On January 27, 2012, the Japanese Intellectual Property High Court (JIPHC) issued an en banc decision on the claim construction of a product-by-process claim, i.e., whether the technical scope of the product-by-process claim should be limited to the product produced by the claimed process.
This is a patent infringement case H22(Ne)10043 and the Japanese Patent at issue (No. 3,737,801) has a product-by-process claim relating to pravastatin sodium, which reads as follows:
1. Pure pravastatin sodium containing less than 0.5% pravastatin lactone and less than 0.2% epiprava, prepared by a process comprising the steps of:
a) forming an organic solution of pravastatin;
b) precipitating the pravastatin as an ammonium salt;
c) purifying the pravastatin salt by recrystallization;
d) transposing the ammonium salt to pravastatin sodium; and,
e) isolating the pravastatin sodium.
The issue in this case was whether technical scope of the product-by-process claim should be limited to the product produced by the process. In addressing this issue, the court categorized product-by-process claims into two groups – one group in which the product was claimed in the form of a product-by-process claim due to the fact that there existed any circumstances that it was impossible or difficult at the time of filing the application to directly identify the product by its structure or property (referred to as “genuine product-by-process claim”), and the other group in which the product was claimed in the form of a product-by-process claim despite the fact that there was not any circumstance that it was impossible or difficult at the time of filing the application to directly identify the product by its structure or property (referred to as “ingenuine product-by-process claim”).
Then, the JIPHC defined the technical scopes of the genuine and ingenuine product-by-process claims as follows:
(i) if the product-by-process claim is the genuine product-by-process claim, the technical scope of the invention should not be limited to the product produced by the process defined in the claim and the accused product should be construed to be the same as the product produced by the claimed method
, and
(ii) if the product-by-process claim is the ingenuine product-by-process claim, the technical scope of the invention should be limited to the product produced by the claimed method.
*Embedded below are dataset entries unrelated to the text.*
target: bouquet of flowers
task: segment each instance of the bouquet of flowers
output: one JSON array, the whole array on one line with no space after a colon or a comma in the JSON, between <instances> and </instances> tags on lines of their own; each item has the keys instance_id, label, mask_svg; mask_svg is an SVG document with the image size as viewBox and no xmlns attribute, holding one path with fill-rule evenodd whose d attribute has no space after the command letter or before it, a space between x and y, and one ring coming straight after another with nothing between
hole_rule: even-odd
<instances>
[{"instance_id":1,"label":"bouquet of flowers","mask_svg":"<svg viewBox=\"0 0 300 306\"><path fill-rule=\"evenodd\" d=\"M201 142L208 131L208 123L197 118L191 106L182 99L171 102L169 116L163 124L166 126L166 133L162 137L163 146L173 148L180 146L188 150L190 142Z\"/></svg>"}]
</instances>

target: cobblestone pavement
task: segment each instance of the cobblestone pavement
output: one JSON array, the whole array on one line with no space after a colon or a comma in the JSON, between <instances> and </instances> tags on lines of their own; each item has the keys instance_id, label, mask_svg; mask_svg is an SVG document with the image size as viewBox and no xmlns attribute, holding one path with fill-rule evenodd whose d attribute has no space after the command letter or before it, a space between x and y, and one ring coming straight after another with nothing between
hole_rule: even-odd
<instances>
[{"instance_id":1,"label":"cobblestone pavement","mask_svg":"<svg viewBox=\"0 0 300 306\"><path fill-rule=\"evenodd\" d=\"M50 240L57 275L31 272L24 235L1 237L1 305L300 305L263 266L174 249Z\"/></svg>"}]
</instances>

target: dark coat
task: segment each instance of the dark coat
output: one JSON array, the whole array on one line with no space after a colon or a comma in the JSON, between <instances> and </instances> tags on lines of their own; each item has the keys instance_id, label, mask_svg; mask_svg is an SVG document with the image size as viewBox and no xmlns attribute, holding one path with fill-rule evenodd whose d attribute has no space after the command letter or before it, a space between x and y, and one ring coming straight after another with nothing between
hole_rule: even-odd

The court also stated that, where a manufacturing process is described in a product claim, a party who argues that the claim is a genuine product-by-process claim should bear a burden of proof that it was impossible or difficult at the time of filing the application to directly identify the product by its structure or property and, if the party failed to demonstrate that, the claim should be treated as an ingenuine product-by-process claim and its technical scope be construed literally as it is defined in the claim.